Another great yet somehow less illustrious Gustave Eiffel creation can be found in the city of Lisbon in northern Portugal and is known as the Maria Pia Bridge. At the time Eiffel designed this pioneering structure, in 1877, it was the biggest single arch span in the world, and was used as a railway bridge to carry passengers and goods from northern Portugal to Galicia, over the fast flowing River Douro.
Four companies put in bids to construct the Maria Pia and Eiffel’s bid was the cheapest by some distance, a strategy that secured Eiffel and his associates the contract.
The bridge is over 1,000ft long, 140ft high and has a central width span of 520ft. Previous to the Maria Pia, the biggest single span bridge was in America, at St Louis, which passed almightily over the Mississippi River with a centre span of 512ft.
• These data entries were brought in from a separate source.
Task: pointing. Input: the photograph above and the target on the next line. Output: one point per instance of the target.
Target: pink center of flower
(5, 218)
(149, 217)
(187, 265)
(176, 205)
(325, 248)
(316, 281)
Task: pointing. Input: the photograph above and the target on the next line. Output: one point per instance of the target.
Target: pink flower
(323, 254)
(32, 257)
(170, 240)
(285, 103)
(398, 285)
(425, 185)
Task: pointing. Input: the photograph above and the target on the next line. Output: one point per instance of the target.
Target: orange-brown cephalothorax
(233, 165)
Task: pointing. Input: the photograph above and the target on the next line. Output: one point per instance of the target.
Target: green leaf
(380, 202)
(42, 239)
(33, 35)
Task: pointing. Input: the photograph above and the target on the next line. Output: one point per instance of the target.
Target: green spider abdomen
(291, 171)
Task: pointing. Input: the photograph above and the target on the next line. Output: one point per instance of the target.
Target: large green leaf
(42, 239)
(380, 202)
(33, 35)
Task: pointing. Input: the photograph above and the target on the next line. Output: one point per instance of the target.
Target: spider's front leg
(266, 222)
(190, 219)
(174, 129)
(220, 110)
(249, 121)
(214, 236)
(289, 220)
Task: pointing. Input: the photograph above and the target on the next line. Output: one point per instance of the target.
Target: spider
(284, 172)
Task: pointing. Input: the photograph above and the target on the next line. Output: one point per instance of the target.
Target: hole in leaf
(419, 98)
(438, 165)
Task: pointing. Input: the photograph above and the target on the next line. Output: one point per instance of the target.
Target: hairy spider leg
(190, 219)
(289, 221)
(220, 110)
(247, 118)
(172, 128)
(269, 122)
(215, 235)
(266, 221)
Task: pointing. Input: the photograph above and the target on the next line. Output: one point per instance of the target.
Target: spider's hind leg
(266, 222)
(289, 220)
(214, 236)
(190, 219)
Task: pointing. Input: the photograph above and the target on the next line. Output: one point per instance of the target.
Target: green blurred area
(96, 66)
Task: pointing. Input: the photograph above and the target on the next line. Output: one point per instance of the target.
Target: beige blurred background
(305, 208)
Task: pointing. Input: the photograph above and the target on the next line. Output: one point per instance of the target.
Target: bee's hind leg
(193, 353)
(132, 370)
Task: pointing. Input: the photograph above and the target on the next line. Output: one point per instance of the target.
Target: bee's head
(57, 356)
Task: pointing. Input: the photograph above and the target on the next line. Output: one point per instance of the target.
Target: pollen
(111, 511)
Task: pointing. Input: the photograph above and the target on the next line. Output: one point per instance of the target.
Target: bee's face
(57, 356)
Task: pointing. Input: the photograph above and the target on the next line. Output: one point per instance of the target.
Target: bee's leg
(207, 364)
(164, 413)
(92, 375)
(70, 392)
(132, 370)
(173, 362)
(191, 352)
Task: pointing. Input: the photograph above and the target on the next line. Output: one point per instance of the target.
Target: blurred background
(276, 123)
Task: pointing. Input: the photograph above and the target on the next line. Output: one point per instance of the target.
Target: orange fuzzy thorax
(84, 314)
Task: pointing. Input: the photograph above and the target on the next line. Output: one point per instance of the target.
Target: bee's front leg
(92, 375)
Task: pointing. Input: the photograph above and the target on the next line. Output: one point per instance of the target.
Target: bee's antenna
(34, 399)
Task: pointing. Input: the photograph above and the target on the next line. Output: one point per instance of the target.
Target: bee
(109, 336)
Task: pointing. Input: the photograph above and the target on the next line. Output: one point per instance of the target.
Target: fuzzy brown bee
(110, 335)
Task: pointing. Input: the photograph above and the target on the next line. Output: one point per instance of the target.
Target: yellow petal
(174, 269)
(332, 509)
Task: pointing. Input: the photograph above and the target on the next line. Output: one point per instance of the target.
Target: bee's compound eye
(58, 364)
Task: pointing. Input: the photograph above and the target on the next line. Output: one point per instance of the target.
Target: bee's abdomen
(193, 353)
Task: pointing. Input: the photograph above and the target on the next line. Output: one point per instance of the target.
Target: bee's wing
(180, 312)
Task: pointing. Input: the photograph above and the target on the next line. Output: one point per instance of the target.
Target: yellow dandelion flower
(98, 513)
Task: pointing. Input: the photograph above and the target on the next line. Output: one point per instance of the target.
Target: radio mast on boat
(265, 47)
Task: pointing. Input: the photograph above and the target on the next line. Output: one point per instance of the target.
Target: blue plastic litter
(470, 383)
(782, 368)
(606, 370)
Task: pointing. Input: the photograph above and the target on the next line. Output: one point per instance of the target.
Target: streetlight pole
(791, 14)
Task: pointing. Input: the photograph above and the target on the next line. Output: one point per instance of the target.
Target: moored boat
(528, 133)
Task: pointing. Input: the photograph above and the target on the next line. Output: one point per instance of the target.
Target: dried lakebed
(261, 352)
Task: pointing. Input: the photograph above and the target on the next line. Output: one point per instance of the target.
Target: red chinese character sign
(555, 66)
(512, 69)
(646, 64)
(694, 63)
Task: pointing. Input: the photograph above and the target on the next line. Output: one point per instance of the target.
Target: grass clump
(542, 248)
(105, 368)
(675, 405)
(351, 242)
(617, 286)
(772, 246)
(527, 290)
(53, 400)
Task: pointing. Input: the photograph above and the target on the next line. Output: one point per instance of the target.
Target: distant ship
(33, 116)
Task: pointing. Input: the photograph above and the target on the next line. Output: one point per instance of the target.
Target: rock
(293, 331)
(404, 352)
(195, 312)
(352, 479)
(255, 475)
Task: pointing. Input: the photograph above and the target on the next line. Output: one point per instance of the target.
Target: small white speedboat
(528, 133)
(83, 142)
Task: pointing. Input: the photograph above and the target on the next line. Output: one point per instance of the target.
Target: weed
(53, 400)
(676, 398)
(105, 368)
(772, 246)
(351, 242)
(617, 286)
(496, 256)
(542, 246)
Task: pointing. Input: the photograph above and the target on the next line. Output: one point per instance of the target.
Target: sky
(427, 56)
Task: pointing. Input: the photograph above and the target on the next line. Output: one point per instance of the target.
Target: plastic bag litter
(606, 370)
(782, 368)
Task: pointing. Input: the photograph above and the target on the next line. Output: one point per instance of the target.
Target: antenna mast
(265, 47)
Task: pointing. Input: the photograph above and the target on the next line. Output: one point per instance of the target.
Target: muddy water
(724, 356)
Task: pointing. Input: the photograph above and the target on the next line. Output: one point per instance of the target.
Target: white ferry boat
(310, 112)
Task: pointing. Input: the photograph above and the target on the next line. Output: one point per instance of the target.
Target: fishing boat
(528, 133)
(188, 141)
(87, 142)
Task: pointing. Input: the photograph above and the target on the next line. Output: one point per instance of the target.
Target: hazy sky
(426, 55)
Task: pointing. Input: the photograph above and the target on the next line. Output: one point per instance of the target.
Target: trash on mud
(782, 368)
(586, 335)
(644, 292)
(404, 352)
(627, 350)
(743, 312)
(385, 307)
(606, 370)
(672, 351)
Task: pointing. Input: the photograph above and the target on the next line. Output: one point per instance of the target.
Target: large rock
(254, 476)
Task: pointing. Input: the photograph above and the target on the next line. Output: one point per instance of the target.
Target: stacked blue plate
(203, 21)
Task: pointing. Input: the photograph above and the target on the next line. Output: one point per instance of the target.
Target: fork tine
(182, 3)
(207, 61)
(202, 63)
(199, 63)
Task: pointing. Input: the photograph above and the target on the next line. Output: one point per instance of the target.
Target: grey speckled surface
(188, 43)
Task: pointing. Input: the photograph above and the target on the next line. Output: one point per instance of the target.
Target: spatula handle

Portugal’s Maria Pia however, knocked its American rival into immediate architectural inferiority, by superseding the Mississippi bridge by eight feet of so, becoming the world’s largest single span bridge.
New and innovative methods were used to construct the Maria Pia Bridge, techniques which were then used on other bridges, such as the Garrabit Viaduct in central France.
This mighty Lisbon landmark has been referred to as being, “A graceful filigreed structure of wrought iron.” In 1988 at video was taken of the Maria Pia of a heavily loaded freight train passing over the bridge, a nostalgic reminder at just how long and useful a life this bridge had.
There was talk about this old bridge being demolished when the new one came into service in 1991, but, for now at least, the Maria Pia stands proud and beautiful, a pensive legacy of the many discerning talents of Gustave Eiffel and his team.